Although its state-of-the-art submarine is nuclear-powered and engaged in the humanitarian mission of planting a chain of seismometers around the sunken hotspots of the globe, Around the World Under the Sea (1966) plays so much like a modernized Verne mash-up right down to its trick-photographed battle with a giant moray eel and its climactic ascent amid the eruption of a newly discovered volcano that it should not be faulted for generally shorting its characters in favor of all the techno-oceanography, but Keenan Wynn grouches delightfully as the specialist in deep-sea survival who prefers to spend his time playing shortwave chess in a diving bell at the bottom of the Caribbean and the script actually remembers it isn't Shirley Eaton's fault if the average heterosexual male IQ plummets past the Marianas just because she's inhaled in its vicinity, but the MVP of the cast is David McCallum whose tinted monobrowline glasses and irritable social gracelessness would code him nerd in any era, but he's the grit in the philanthropy with his stake in a sunken treasure of transistor crystals and his surprise to be accused of cheating at chess when he designed and programmed the computer that's been making his moves for him. If the film of The Flight of the Phoenix (1965) had not made its inspired change in the nationality of its aeronautical engineer, McCallum could have knocked the part out of the park. "No, you don't get one," he almost gets the last word, distributing his sole precious handful of salvage among his fellow crew with the pointed exception of the captain played inevitably by Lloyd Bridges: "You blew the bloody submarine in half."
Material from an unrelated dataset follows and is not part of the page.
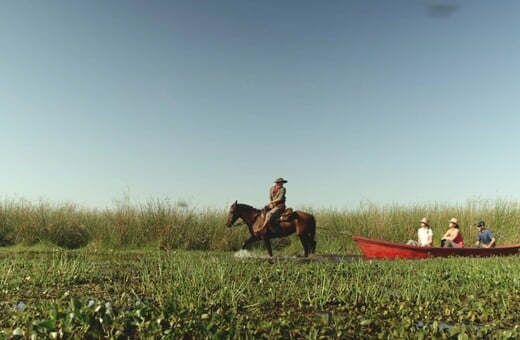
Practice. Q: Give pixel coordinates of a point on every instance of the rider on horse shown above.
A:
(275, 206)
[personal profile] spatch and I have seen four films now by the husband-and-wife, director-and-editor team of Andrew L. and Virginia Stone and on the strength of Ring of Fire (1961), The Steel Trap (1952), The Decks Ran Red (1958), and just lately The Last Voyage (1960), the unifying theme of their pictures looks like pulp logistics. So far the standout has been the nail-biter noir of The Steel Trap, whose sprung ironies depend on an accumulation of individually trivial hitches in getting from L.A. to Rio that under less criminal circumstances would mount to planes-trains-and-automobiles farce, but Ring of Fire incorporates at least two real forest fires into its evacuation of a Cascadian small town, The Decks Ran Red transplants its historical mutiny to the modern engine room of a former Liberty ship, and The Last Voyage went the full Fitzcarraldo by sinking the scrap-bound SS Île de France after first blowing its boiler through its salon and smashing its funnel into its deckhouse without benefit of model work. The prevailing style is pedal-to-the-metal documentary with just enough infill of character to keep the proceedings from turning to clockwork and a deep anoraky delight in timetables and mechanical variables. Eventually I will hit one of their more conventional-sounding crime films, but until then I am really enjoying their clinker-built approach to human interest. Edmond O'Brien as the second engineer of the doomed SS Claridon lost his father on the Titanic, a second-generation trauma another film could have built an entire arc out of, and the Stones care mostly whether he's as handy with an acetylene torch as all that.

We were forty-four minutes into Dr. Kildare's Strange Case (1940) before anything remotely strange occurred beyond an impressive protraction of soap and with sincere regrets to Lew Ayres, I tapped out.